Writer Mia McKenzie Speaks on Identity During Queerfest Keynote

Rachel Lima, Maroon-News Staff

Last Monday, April 6, Mia McKenzie delivered the Queerfest keynote address at 7 p.m. in Love Auditorium. The event was organized by Advocates. Queerfest, the annual series on Colgate’s campus to raise awareness about the LGBTQ community, began on Tuesday, March 31 and ended on Friday, April 10. The theme for this year was intersectionality of identities, bringing numerous speakers of differing religions, races and ethnicities to speak about their personal experiences with their intersecting identities. 

By combining with different organizations, such as Lounge and the Women’s Studies Brown Bag Series, the Advocates hoped to reach members of the community who may not have otherwise attended these events.

Mia McKenzie, a West Philadelphian currently residing in the Bay Area, opened her keynote address by providing the audience with five facts about herself: she’s black, queer, a woman, an Aries and, finally, none of these facts about her identity can be separated. 

McKenzie studied writing at the University of Pittsburgh and since then has started an online blog called Black Girl Dangerous, which is a forum for expression that embodies the voices and experiences of queer and trans people of color. Although it started as a tumblr page in response to McKenzie’s ex-girlfriend saying that black people are scary, Black Girl Dangerous currently reaches over five million readers and has included pieces from over 200 diverse writers from three different countries. 
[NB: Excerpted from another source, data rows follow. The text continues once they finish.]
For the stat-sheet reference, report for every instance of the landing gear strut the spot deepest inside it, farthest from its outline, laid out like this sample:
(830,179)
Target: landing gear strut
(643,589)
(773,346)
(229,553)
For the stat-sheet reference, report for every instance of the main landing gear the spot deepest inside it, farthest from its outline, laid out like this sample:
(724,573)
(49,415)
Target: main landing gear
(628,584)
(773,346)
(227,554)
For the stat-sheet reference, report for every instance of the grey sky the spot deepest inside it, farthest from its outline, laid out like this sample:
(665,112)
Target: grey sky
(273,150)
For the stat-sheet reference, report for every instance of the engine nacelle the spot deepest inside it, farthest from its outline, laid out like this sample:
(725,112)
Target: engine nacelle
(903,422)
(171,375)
McKenzie broke her keynote address down into five different parts with numerous subsections, all of which discussed different aspects of her life and childhood that contributed to her being gay, such as fantasy films from the ’70s, as well as church camp. 

In the fifth and final part of her speech, McKenzie left the audience with six pieces of advice: grow a thick skin, accept that some people just suck, never read the comments, forgive your mother, educate yourself and always buy more snacks. McKenzie concluded her keynote address with a reading of one of her poems, “An Open Love Letter to Folks of Color,” which attempts to capture the universal experiences for people of color at

predominantly white institutions.

Students who attended McKenzie’s lecture responded positively to what she had to say.

“Mia McKenzie was excellent! She blended a nice amount of sarcasm and wit, keeping the audience laughing at all times. I really liked what she had to say about respectability and how we shouldn’t have to act a certain way just to get others to listen,” sophomore Jake Mahr said.

Other Students sympathized with McKenzie’s story and spoke about similar struggles.

“I loved that Mia McKenzie was able to articulate the ways her queer identity is a part of her black identity and vice versa. It was a great expression of intersectionality, which is the Queerfest theme for this year,” junior Emily Rubey said.

Sophomore Michael James, one of the coordinators of Queerfest, also commented on McKenzie’s inclusion of intersectionality in her discussion.

 “Her speech in general got exactly to what I had hoped it would in terms of intersectionality. I loved her point about being all of these things queer, black, a writer, etc. at once inseparably. That’s something as a queer black Caribbean student on this campus that I sometimes struggle with,” James said.